I've said before that I think bulk commodity shipper DryShips (Nasdaq: DRYS ) lacks investment merit. But do I consider it the world's scariest stock? Not at all.
While dry bulk shippers like DryShips, Diana Shipping (NYSE: DSX ) , and Excel Maritime (NYSE: EXM ) face great fluctuations, they're quite transparent ones. Spot market indices are listed on DryShips' own website, and they're updated every single day. That's akin to Apple (Nasdaq: AAPL ) posting a running tally of how many iPhones it's sold to date, or Wal-Mart (NYSE: WMT ) announcing its daily store traffic.
Even though tomorrow's rates are uncertain, you don't have to take blind faith in DryShips' performance between earnings reports. DryShips' fleet is about 70% Panamax by tonnage, so the Baltic Panamax Index, shown in this chart, isn't a bad proxy. A quick glance at those rising Panamax rates should help you visualize the cash bash that DryShips enjoyed in its third quarter.
A few figures help round out the picture. Shipping rates were up almost 120% year over year, while the total cost of daily voyages rose 19%. Factor in a slightly bulked-up fleet, net of some lucrative vessel sales, and you're looking at a more than sixfold rise in operating income, and about 13.5 times the net income.
I've been a bit bothered by DryShips' gains on ship-flipping in the recent past. These sales accounted for 32% of total EBITDA in the first quarter, and 38% in the second. This time around, vessel sales finally retreated to the background, amounting to a far smaller portion of the profit pile.
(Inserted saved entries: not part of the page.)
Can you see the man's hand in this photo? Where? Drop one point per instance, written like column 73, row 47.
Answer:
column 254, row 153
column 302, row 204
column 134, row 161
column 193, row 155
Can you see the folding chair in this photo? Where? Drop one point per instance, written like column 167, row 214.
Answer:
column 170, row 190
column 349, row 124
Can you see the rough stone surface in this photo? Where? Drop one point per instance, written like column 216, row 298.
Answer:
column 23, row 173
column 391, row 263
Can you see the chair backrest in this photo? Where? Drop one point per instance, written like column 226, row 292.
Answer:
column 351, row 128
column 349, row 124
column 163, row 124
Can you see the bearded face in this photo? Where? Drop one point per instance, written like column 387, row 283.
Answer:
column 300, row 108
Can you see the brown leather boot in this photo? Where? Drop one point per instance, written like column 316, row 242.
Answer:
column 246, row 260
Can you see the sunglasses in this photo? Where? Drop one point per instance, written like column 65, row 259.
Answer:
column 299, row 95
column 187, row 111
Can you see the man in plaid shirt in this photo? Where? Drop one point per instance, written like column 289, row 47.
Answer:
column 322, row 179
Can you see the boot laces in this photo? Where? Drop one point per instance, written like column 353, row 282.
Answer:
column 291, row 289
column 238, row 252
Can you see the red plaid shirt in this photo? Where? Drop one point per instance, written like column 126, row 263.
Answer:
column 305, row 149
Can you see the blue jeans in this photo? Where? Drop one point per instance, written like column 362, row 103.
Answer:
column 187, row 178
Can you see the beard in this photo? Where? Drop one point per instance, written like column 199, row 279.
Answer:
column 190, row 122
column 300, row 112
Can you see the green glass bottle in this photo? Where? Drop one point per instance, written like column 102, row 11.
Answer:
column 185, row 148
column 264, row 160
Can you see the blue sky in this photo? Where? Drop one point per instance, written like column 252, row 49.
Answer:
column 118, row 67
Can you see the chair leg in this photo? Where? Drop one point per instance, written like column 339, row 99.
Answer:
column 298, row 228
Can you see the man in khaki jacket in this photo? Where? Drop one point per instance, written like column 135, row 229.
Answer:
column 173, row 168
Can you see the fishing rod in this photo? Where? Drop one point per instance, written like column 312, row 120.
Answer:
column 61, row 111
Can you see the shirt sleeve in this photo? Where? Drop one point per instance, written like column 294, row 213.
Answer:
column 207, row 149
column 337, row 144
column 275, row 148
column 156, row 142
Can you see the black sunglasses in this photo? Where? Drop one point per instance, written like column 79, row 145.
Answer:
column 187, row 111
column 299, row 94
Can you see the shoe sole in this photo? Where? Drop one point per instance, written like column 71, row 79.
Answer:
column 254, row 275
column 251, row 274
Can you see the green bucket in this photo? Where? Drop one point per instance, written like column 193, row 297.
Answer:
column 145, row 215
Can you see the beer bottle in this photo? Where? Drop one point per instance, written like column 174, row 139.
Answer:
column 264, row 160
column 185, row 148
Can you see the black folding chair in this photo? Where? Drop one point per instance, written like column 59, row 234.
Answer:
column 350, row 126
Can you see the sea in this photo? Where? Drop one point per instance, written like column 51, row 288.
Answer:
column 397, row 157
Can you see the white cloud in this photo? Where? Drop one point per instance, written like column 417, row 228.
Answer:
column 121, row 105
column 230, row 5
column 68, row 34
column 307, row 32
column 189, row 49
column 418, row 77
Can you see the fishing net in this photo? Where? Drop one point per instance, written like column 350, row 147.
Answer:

Maybe it's just part of doing business, but the vessel sales really make a big impact on DryShips' valuation. Exclude them, and the enterprise is valued at a pretty rich 14 times EBITDA. Including the asset disposals brings that multiple down to a more reasonable 11.
Of course, all this may be irrelevant. If Chinese demand for iron ore and coal keeps up in 2008, DryShips will look cheap in retrospect, any way you slice it.